Und ich wollte deshalb wissen, wie Du das Strafmaß einschätzen würdest. Für ein "DuDuDu" (mündliche Verwarnung) wäre aus meiner Sicht der von der Polizei gezeigte Einsatz und die Folgen völlig unangemessen. Bis zu diesem Zeitpunkt war mehr als die Vermummung eben nicht passiert. [...]
Vergleichbar (überspitzt) mit einem Gruppe Radfahrern in der Fussgängerzone, die man zur Personalienfeststellung unter Gefährdung Unbeteiligter vom Rad knüppel und mit Gas beschiesst.
Knüppel und Pfefferspray sollte ja wohl auch nicht die Strafe für deren Vermummung sein. Und der Vergleich passt nur dann, wenn man davon ausgehen kann, dass diese Radfahrer wie auch schon in der Vergangenheit Fußgängern gezielt und mit Wonne in die Haxen fahren und am Boden liegende Personen überrollen um größtmöglichen Schaden anzurichten.

"Völlig unangemessen" kann es gewesen sein oder auch nicht. Ich meine - letztlich ist das eine Sache, die ich von meinem bequemen Sessel hier aus gar nicht entscheiden kann, das muss vor Ort entschieden werden. Wie schon gesagt: Nur die wenigsten werden sich wegen Akne vermummen. Die allermeisten tun es wohl eher, weil sie ganz andere Straftaten (und/oder Ordnungswidrigkeiten) begehen und dabei nicht identifiziert werden wollen. Ist ja nicht nur die Vermummung, dazu kommt ja auch noch die schwarze Kleidung. Also mehr als nur ein Indiz, dass die Leute eben nicht Blumenkinder-Demonstranten sind und nur friedlich kuscheln wollen.

Ist also die Frage, wenn ein relativ aggressiver und erfahrungsgemäß extrem gewaltbereiter Mob schwarz gekleideter Irrer in größerer Zahl vermummt vor mir steht, ich es vielleicht als "Gefahr im Verzug" betrachten würde.
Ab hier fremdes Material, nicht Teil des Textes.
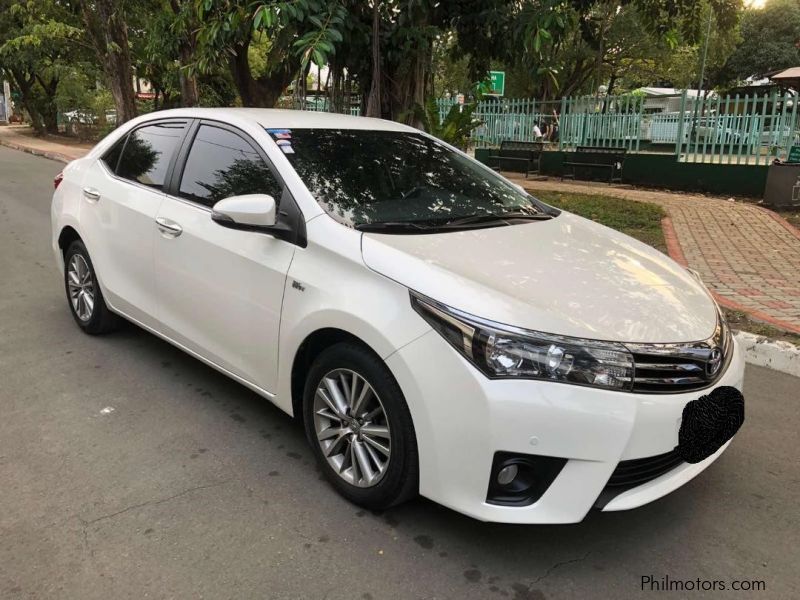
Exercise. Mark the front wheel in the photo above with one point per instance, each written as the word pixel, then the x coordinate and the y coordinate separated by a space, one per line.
pixel 83 292
pixel 359 427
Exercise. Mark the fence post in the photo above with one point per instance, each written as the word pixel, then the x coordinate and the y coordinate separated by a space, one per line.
pixel 681 125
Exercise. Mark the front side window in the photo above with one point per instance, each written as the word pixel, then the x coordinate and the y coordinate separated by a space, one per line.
pixel 222 164
pixel 146 156
pixel 363 177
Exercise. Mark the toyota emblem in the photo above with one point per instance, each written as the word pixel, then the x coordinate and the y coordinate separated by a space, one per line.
pixel 714 362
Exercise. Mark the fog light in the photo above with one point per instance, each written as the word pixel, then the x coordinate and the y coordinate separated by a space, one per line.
pixel 521 479
pixel 507 474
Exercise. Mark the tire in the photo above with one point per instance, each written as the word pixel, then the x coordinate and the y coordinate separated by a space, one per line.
pixel 384 407
pixel 80 285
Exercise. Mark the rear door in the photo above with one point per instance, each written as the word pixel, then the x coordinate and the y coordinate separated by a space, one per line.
pixel 121 195
pixel 220 289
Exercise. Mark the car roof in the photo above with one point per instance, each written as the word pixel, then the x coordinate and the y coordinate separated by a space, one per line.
pixel 274 118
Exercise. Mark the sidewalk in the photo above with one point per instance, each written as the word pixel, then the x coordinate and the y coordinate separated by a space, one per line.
pixel 747 255
pixel 20 137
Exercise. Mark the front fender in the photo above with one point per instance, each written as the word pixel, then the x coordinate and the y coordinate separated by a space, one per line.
pixel 365 304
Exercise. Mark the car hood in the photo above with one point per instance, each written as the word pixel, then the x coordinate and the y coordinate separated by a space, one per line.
pixel 567 275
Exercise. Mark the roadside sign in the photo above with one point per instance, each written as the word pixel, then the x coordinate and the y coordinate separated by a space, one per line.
pixel 497 79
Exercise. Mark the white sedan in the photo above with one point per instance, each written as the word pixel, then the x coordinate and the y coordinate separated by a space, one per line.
pixel 438 330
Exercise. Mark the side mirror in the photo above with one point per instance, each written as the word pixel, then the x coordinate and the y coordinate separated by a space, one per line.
pixel 251 211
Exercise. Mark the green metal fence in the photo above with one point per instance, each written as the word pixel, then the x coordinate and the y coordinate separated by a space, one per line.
pixel 514 119
pixel 739 129
pixel 750 129
pixel 609 122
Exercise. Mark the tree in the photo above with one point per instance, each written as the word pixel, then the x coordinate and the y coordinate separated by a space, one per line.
pixel 40 43
pixel 296 33
pixel 770 40
pixel 107 29
pixel 573 46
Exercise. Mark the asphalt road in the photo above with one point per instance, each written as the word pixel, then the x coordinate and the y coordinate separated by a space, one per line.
pixel 194 487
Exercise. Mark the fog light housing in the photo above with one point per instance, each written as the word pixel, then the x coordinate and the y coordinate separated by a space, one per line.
pixel 507 474
pixel 521 479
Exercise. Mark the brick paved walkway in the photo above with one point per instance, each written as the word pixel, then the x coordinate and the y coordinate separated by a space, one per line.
pixel 748 256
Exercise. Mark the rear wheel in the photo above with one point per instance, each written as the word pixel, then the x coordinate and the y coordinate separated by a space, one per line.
pixel 359 427
pixel 83 292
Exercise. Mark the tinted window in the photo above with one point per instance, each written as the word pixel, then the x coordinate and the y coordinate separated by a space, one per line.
pixel 363 176
pixel 111 158
pixel 222 164
pixel 148 152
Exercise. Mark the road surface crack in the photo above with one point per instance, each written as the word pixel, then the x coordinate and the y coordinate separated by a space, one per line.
pixel 153 502
pixel 561 564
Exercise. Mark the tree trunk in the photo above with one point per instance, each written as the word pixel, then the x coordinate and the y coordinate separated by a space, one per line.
pixel 409 86
pixel 49 111
pixel 188 83
pixel 265 91
pixel 106 25
pixel 374 101
pixel 25 86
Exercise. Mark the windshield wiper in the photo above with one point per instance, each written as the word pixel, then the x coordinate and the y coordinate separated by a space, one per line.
pixel 491 218
pixel 391 226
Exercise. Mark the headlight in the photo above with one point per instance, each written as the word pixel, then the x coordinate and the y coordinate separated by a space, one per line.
pixel 501 351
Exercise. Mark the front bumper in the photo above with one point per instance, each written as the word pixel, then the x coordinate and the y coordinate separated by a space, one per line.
pixel 462 418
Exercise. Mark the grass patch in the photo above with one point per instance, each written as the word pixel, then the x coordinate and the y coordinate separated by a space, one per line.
pixel 640 220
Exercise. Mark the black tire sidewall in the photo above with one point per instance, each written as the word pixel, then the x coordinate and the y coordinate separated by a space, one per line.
pixel 401 478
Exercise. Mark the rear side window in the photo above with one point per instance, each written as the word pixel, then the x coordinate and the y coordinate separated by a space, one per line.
pixel 111 158
pixel 146 156
pixel 222 164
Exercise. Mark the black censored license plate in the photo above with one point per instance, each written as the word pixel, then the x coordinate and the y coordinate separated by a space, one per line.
pixel 709 422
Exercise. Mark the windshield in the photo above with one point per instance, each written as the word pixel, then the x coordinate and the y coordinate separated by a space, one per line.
pixel 363 177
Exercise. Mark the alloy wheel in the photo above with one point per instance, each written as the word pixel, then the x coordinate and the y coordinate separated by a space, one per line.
pixel 351 428
pixel 81 287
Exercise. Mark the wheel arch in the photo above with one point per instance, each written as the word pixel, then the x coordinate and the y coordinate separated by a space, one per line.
pixel 67 235
pixel 312 346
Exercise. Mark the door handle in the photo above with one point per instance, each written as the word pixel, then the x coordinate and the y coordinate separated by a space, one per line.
pixel 168 228
pixel 91 194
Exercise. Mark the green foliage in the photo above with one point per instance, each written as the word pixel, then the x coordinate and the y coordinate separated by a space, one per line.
pixel 770 40
pixel 455 128
pixel 640 220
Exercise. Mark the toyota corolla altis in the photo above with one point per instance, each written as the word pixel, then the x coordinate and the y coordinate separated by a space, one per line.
pixel 438 330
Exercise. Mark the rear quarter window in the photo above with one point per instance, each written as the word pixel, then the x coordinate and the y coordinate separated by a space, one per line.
pixel 146 157
pixel 111 157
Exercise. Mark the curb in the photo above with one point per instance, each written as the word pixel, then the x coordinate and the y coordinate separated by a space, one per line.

Und wenn sie der Aufforderung nach einem Ablegen der Vermummung nicht nach kommen, dann verstärkt sich dieser Eindruck ja schon zur Gewissheit. In dieser Situation droht ja auch ein Kontrollverlust der Polizei, wenn sie nicht dagegen vor geht.

Ein anderer Fall wäre sicherlich, wenn ich eine Person oder eine kleine Gruppe von Personen treffe, die zwar vermummt sind, aber sonst auch nur ganz normal mit den anderen Demonstranten mit laufen und sonst auch nicht durch Gewalt auffällig werden. Wenn man sonst gerade keine anderen Straftaten verfolgen muss, dann kann man sich auch dieser Leute mal annehmen und die Personalien feststellen. Und wenn da eben "Ersttäter" darunter sind, dann reicht es meiner Ansicht nach aus, sie mal zu belehren, dass sie formell eine Straftat begehen und im Wiederholungsfall mit einer empfindlichen Geldstrafe zu rechnen ist.